Mucosal Immunology | 2014
Mangalakumari Jeyanathan; Sarah McCormick; Rocky Lai; Sam Afkhami; Christopher R. Shaler; Carly Horvath; Daniela Damjanovic; Anna Zganiacz; Nicole G. Barra; Ali A. Ashkar; Manel Jordana; Naoko Aoki; Zhou Xing
Interaction of mycobacteria with the host leads to retarded expression of T helper cell type 1 (Th1) immunity in the lung. However, the immune mechanisms remain poorly understood. Using in vivo and in vitro models of Mycobacterium tuberculosis (M. tb) infection, we find the immunoadaptor DAP12 (DNAX-activating protein of 12 kDa) in antigen-presenting cells (APCs) to be critically involved in this process.
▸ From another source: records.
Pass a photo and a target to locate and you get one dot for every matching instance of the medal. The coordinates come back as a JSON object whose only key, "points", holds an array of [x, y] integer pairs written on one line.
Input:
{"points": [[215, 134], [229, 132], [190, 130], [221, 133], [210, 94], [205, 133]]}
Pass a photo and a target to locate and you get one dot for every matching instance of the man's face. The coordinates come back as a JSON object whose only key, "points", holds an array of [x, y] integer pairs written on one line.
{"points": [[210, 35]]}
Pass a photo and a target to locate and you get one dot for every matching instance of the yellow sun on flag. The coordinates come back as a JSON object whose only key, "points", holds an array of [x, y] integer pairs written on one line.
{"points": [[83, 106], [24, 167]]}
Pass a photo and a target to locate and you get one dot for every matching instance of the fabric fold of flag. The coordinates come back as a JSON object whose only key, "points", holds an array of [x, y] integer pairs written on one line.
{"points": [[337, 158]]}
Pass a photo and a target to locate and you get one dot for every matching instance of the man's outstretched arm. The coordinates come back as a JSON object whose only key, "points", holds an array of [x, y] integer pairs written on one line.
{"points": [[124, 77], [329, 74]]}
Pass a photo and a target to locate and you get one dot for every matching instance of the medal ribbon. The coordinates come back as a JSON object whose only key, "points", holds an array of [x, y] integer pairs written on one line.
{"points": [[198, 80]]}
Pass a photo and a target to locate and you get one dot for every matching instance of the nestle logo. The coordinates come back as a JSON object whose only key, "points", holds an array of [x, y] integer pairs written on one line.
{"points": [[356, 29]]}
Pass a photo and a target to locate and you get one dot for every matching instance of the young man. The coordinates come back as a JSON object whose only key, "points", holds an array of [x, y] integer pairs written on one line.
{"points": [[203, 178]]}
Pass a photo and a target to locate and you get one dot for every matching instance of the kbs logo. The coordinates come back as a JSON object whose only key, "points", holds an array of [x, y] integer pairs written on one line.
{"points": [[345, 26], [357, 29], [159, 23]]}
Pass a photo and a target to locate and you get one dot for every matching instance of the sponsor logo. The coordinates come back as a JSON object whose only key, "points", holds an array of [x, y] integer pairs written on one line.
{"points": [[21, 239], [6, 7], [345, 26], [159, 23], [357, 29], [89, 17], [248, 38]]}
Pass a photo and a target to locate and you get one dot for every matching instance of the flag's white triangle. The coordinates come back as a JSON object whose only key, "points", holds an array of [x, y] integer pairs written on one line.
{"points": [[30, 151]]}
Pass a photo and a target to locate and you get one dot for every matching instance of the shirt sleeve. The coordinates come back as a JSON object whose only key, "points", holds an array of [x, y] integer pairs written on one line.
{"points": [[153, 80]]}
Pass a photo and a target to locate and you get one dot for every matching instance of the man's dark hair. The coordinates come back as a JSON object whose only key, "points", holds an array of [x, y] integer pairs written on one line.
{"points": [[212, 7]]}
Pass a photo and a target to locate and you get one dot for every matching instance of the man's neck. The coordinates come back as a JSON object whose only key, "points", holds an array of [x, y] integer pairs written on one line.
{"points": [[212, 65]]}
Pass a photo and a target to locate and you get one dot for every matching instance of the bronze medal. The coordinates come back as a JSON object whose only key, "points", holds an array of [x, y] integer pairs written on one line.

Upon infection of APCs, DAP12 is required for IRAK-M (interleukin-1 receptor-associated kinase M) expression, which in turn induces interleukin-10 (IL-10) and an immune-suppressed phenotype of APCs, thus leading to suppressed Th1 cell activation. Lack of DAP12 reduces APC IL-10 production and increases their Th1 cell-activating capability, resulting in expedited Th1 responses and enhanced protection. On the other hand, adoptively transferred DAP12-competent APCs suppress Th1 cell activation within DAP12-deficient hosts, and blockade of IL-10 aborts the ability of DAP12-competent APCs to suppress Th1 activation. Our study identifies the DAP12/IRAK-M/IL-10 to be a novel molecular pathway in APCs exploited by mycobacterial pathogens, allowing infection a foothold in the lung.